As I prepared for a story on maternal mortality, I realized that what happened to me could have been life-threatening if I lived in another part of the world.  The statistics are stunning:  Every 90 seconds a woman dies during pregnancy or childbirth. That's 1,000 girls and women a day… more than half a million women every year.  And experts say more than 80% of these deaths are preventable.

And I made another shocking discovery.  The United States, a country which spends nearly $3 trillion annually on healthcare has an astoundingly high maternal mortality rate.  One international group ranks us 50 th in the world, behind countries like Albania and South Korea. Two women in this country die each day due to pregnancy-related problems.  And for black women the number is four times higher for reasons that are unclear.
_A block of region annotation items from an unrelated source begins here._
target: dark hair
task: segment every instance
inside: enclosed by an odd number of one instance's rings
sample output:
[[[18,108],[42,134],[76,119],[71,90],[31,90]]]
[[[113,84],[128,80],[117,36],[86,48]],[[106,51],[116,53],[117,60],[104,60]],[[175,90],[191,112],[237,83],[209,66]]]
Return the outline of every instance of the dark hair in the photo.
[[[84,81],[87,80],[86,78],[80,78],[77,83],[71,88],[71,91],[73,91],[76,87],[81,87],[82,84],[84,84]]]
My birth state of Georgia has one of the highest maternal mortality rates in the country. I visited the Atlanta Medical Center where Dr. Bradley Bootstaylor offered a stunning, and controversial theory: that we may be leaving women vulnerable to complications by turning  childbirth into a medical event instead of allowing it to happen more naturally.  He worries about the routine reliance on ultrasounds, epidurals and C-sections.  His hospital is now taking a low tech approach to childbirth. They have eight midwives on staff who discourage painkillers and offer alternatives like massage, walking during contractions and warm tubs of water to allow women to get through the birth experience more naturally.  While there are no published studies to suggest that medical intervention leads to maternal deaths,  there is no arguing that maternal mortality is a problem in the U.S.

Some countries, however,  are making extraordinary progress.  Believe it or not, one of them is in the developing world. Bangladesh, one of the most densely populated countries on the planet  -  nearly 150-million people in an area the size of Iowa - is somehow creating a miracle.  Over the last decade  the deaths of new mothers has dropped dramatically - by 40 percent!  Today Bangladesh is one of  just 16 countries on the path to achieve the United Nations' Millennium Development Goals - including cutting maternal deaths by 75% by the year 2015.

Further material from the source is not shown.